In view of the recent legal battle between the FBI and Apple regarding phone encryption, and this article revealing that there have been many instances where the US Department of Justice demanded source code and private encryption keys from tech companies, the Tor Project decided to voice their support for Apple, and to outline their current protections against their software being backdoored, as well as their active work on adding new ones.
“For all of our users, their privacy is their security. And for all of them, that privacy depends upon the integrity of our software, and on strong cryptography. Any weakness introduced to help a particular government would inevitably be discovered and could be used against all of our users,” noted Mike Perry, lead developer of the Tor Browser.
The Project’s mechanisms for ensuring the security and integrity of their software are as follows:
- The Tor Browser is open source (the code can be reviewed by interested third parties)
- It downloads its software updates anonymously using the Tor network, and update requests cannot be tied to specific users, so targeting a specific user with a malicious update is impossible.
- Update requests are made over HTTPS, and use pinned HTTPS certificates
- Updates are cryptographically signed by the Project (two keys, not accessible by the same people, and secured in different ways).
These mechanisms are implemented so there is not a single point of failure in the system, but as Perry pointed out, even if a backdoor is somehow covertly introduced, their code review and open source development processes make it likely that it would be quickly discovered.
“The threats that Apple faces to hand over its cryptographic signing keys to the US government (or to sign alternate versions of its software for the US government) are no different than threats of force or compromise that any of our developers or our volunteer network operators may face from any actor, governmental or not.
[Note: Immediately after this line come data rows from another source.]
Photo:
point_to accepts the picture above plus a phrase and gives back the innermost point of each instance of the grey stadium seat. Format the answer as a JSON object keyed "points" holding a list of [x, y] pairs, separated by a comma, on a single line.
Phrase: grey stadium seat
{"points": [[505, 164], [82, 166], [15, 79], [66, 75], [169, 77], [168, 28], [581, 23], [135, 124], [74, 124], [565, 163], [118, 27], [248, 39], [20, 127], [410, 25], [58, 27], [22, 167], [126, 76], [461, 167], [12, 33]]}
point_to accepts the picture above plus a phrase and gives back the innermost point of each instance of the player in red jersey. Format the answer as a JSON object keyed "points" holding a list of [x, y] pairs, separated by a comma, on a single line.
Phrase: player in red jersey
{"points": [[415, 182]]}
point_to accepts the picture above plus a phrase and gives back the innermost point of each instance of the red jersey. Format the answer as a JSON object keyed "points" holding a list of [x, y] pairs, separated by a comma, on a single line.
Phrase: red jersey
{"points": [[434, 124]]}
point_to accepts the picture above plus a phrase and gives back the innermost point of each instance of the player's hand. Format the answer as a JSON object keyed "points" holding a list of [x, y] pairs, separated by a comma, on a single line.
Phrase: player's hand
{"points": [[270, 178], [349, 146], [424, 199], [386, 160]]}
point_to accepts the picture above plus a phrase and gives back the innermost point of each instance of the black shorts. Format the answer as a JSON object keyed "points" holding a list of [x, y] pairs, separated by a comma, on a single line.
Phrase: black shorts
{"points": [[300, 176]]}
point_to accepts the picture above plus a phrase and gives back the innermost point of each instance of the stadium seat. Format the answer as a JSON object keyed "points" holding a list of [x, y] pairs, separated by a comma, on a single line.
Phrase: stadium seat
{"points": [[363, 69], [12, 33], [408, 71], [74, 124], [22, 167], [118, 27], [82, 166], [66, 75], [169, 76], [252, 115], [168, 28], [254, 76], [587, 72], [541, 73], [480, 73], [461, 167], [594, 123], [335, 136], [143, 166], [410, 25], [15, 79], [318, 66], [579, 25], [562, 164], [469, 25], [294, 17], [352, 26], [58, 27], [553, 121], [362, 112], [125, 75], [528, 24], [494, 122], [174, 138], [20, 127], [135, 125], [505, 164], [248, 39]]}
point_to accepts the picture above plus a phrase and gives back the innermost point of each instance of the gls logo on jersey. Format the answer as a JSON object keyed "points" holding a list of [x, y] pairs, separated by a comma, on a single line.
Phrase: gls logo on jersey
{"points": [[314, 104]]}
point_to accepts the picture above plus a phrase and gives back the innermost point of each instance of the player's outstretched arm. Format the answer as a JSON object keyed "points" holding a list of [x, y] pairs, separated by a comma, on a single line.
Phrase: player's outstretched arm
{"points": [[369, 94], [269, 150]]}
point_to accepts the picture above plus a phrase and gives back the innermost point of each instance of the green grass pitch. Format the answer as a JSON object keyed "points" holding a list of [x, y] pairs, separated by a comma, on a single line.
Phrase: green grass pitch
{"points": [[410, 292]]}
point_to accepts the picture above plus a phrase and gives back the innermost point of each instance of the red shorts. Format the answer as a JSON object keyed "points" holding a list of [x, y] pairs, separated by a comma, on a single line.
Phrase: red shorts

For this reason, regardless of the outcome of the Apple decision, we are exploring further ways to eliminate single points of failure, so that even if a government or a criminal obtains our cryptographic keys, our distributed network and its users would be able to detect this fact and report it to us as a security issue,” he added.
Finally, Perry stated that “The Tor Project has never received a legal demand to place a backdoor in its programs or source code, nor have we received any requests to hand over cryptographic signing material.”